¹H-NMR spectrum of the methyl ester of the unstable epoxide formed from linoleic acid by the Anabaena peroxidase-LOX fusion protein. The inset displays the olefinic protons in more detail. The product is identified as 9R,10R-epoxyoctadeca-11E,13E-dienoate methyl ester. Solvent: d6-benzene. Chemical shift δ, multiplicity, number of protons, proton number, J: 6.38, dd, 1, H12, J_11,12 = 15.6, J_12,13 = 10.6; 6.04, dd, 1, H13, J_12,13 = 10.7, J_13,14 = 15.0; 5.59, td, 1, H14, J_13,14 = 15.1, J_14,15 = 7.1; 5.35, dd, 1, H11, J_10,11 = 8.0, J_11,12 = 15.4; 3.36, s, 3, CH₃O; 3.02, dd, 1, H10, J_9,10 = 1.3, J_10,11 = 8.0; 2.69, dt, 1, H9, J_8,9 = 6.3, J_9,10 = 1.7; 2.10, t, 2, H2; 1.95, q, 2, H15; 1.53, p, 2, H3; 1.45–1.33, m, 2, H8; 1.28–1.26, m, 4, H16,17; 1.15–1.06, m, 8, H4,5,6,7; 0.86, t, 3, H18.

Fig. 4.

UV spectra of the 12,13-epoxides and a glutathione conjugate. A: The two epoxides formed by chemical synthesis from 13-HPODE methyl ester, recorded in hexane.

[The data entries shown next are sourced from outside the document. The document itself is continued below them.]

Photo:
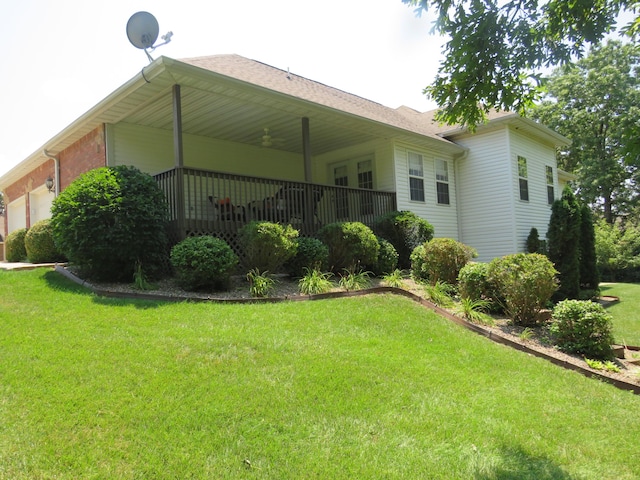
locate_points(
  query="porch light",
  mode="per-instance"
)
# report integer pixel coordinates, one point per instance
(49, 184)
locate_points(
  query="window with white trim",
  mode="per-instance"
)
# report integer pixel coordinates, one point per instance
(551, 194)
(442, 182)
(523, 179)
(416, 177)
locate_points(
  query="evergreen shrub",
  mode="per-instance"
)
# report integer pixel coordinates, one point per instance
(442, 259)
(352, 245)
(526, 282)
(15, 249)
(267, 246)
(311, 254)
(39, 243)
(387, 258)
(583, 327)
(110, 221)
(203, 263)
(405, 230)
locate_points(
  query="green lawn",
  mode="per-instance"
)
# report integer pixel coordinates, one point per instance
(358, 388)
(626, 313)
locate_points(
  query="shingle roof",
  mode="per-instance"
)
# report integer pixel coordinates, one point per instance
(272, 78)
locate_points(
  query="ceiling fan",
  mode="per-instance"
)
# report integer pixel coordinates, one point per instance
(267, 140)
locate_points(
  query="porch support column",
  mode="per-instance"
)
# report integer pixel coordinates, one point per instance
(179, 206)
(306, 149)
(177, 127)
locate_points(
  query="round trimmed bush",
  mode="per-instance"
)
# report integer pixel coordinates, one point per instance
(584, 327)
(311, 253)
(14, 246)
(387, 258)
(203, 263)
(39, 243)
(352, 245)
(405, 230)
(526, 281)
(267, 246)
(441, 260)
(111, 219)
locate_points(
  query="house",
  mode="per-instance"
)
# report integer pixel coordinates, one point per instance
(231, 139)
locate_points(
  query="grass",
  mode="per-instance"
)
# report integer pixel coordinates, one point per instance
(626, 314)
(366, 387)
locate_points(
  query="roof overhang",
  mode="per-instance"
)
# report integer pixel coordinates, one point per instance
(226, 108)
(514, 120)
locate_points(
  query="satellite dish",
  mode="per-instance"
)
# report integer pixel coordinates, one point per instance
(142, 30)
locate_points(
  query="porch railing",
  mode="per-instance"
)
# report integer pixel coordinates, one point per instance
(206, 202)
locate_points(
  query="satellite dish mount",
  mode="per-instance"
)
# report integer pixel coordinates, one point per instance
(142, 30)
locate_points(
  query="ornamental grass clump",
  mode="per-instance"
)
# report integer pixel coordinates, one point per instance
(526, 282)
(584, 327)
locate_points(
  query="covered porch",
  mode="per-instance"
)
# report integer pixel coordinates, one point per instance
(204, 202)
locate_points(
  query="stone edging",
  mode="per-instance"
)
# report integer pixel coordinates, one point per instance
(621, 384)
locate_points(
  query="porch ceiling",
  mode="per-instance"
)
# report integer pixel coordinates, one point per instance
(242, 118)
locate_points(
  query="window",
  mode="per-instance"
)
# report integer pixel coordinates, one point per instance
(365, 180)
(523, 179)
(416, 177)
(550, 192)
(442, 182)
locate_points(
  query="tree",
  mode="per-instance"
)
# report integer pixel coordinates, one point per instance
(596, 103)
(496, 49)
(563, 237)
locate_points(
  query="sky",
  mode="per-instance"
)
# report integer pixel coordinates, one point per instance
(61, 58)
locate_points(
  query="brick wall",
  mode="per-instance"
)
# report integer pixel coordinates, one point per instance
(84, 155)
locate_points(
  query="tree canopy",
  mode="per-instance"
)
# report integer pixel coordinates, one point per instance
(496, 49)
(596, 103)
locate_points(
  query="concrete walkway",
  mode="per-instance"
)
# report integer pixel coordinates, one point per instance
(24, 265)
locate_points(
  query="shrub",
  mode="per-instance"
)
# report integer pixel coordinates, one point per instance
(314, 282)
(311, 253)
(474, 285)
(564, 243)
(267, 246)
(418, 268)
(203, 263)
(39, 243)
(583, 327)
(405, 230)
(111, 219)
(526, 282)
(443, 258)
(14, 246)
(387, 258)
(351, 245)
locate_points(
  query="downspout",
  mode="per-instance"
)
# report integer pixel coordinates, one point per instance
(456, 168)
(56, 171)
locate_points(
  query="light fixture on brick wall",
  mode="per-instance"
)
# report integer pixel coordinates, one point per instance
(49, 184)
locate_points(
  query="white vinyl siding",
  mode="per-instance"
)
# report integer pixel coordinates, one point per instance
(40, 201)
(17, 214)
(485, 207)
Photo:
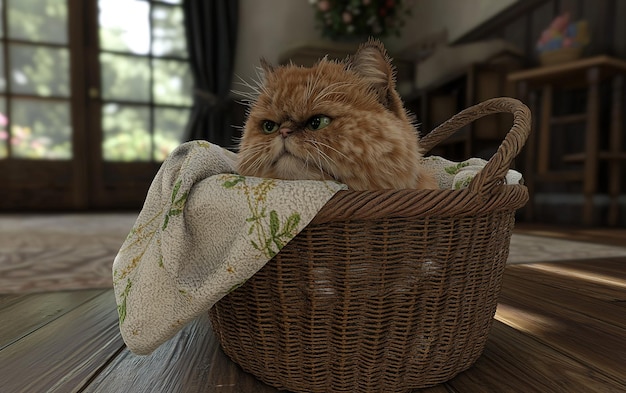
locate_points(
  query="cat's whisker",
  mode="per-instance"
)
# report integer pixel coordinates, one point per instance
(330, 163)
(333, 149)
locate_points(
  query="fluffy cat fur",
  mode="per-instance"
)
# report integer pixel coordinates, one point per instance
(336, 120)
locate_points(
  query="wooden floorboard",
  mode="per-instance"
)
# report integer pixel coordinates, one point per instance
(65, 354)
(25, 314)
(559, 327)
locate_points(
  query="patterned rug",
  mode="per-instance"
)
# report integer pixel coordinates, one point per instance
(66, 252)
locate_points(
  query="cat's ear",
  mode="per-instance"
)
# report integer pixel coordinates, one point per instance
(372, 62)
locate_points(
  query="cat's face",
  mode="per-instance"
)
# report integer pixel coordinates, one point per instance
(336, 120)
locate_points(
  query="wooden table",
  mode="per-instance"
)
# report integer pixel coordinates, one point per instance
(585, 73)
(560, 327)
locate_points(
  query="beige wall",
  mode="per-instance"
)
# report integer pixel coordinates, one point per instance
(268, 27)
(456, 16)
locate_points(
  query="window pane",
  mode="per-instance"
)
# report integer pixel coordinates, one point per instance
(40, 129)
(168, 32)
(4, 135)
(37, 20)
(125, 77)
(3, 82)
(39, 70)
(125, 26)
(172, 82)
(1, 18)
(126, 133)
(169, 125)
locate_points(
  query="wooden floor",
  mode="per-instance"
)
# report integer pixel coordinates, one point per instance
(560, 327)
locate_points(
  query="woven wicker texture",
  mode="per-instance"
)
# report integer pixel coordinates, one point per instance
(385, 291)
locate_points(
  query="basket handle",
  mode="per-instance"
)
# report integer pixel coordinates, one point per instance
(492, 175)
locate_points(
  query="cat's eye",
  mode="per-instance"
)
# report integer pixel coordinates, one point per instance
(317, 122)
(269, 127)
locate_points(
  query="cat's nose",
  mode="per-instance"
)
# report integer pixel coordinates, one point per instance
(285, 131)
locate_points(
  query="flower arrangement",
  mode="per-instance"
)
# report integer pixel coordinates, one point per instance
(360, 18)
(563, 34)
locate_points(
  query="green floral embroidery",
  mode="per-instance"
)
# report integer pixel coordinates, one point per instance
(235, 286)
(268, 232)
(177, 204)
(121, 308)
(463, 183)
(454, 169)
(204, 144)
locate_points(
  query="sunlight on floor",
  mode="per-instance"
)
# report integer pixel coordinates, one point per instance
(580, 274)
(524, 320)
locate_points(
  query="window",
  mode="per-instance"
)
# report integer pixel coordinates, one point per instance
(34, 82)
(146, 81)
(94, 94)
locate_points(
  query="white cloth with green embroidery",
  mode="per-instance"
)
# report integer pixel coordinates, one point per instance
(204, 230)
(457, 175)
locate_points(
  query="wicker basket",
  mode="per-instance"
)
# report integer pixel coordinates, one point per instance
(385, 291)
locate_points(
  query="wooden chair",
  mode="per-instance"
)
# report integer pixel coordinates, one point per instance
(587, 73)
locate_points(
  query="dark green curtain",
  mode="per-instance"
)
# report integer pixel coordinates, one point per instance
(211, 30)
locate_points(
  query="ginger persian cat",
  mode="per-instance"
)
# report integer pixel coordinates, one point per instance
(336, 120)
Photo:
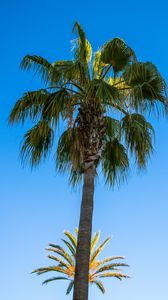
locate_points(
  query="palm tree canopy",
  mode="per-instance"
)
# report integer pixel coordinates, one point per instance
(64, 262)
(102, 98)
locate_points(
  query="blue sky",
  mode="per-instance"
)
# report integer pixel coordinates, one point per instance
(37, 206)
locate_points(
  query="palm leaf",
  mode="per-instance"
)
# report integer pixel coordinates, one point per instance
(138, 135)
(50, 269)
(110, 267)
(94, 241)
(117, 54)
(40, 65)
(114, 162)
(29, 106)
(37, 143)
(59, 250)
(110, 259)
(100, 285)
(70, 247)
(70, 286)
(113, 128)
(112, 274)
(147, 86)
(98, 250)
(83, 49)
(57, 259)
(72, 238)
(54, 278)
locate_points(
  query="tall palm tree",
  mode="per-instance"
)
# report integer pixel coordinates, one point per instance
(103, 100)
(66, 260)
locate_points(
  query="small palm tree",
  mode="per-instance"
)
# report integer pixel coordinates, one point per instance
(66, 262)
(102, 100)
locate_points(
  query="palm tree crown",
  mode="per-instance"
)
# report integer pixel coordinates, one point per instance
(65, 260)
(103, 99)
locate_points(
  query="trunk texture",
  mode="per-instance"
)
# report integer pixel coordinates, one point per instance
(84, 237)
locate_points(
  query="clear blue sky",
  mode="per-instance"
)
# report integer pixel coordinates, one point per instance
(37, 206)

B: The GSH conjugate of epoxide 2, the 12,13-epoxy-octadeca-8E,10E-dienoate recorded in methanol. The spectrum of 13-HPODE is included as the dotted line in the figures for comparison.

Fig. 5.

Mechanisms of transformation to allylic epoxides. A: LOX-catalyzed LTA-type epoxide biosynthesis. B: Transformation of 9R-HPODE by the Anabaena enzyme. C: Chemical biomimetic synthesis of allylic epoxide.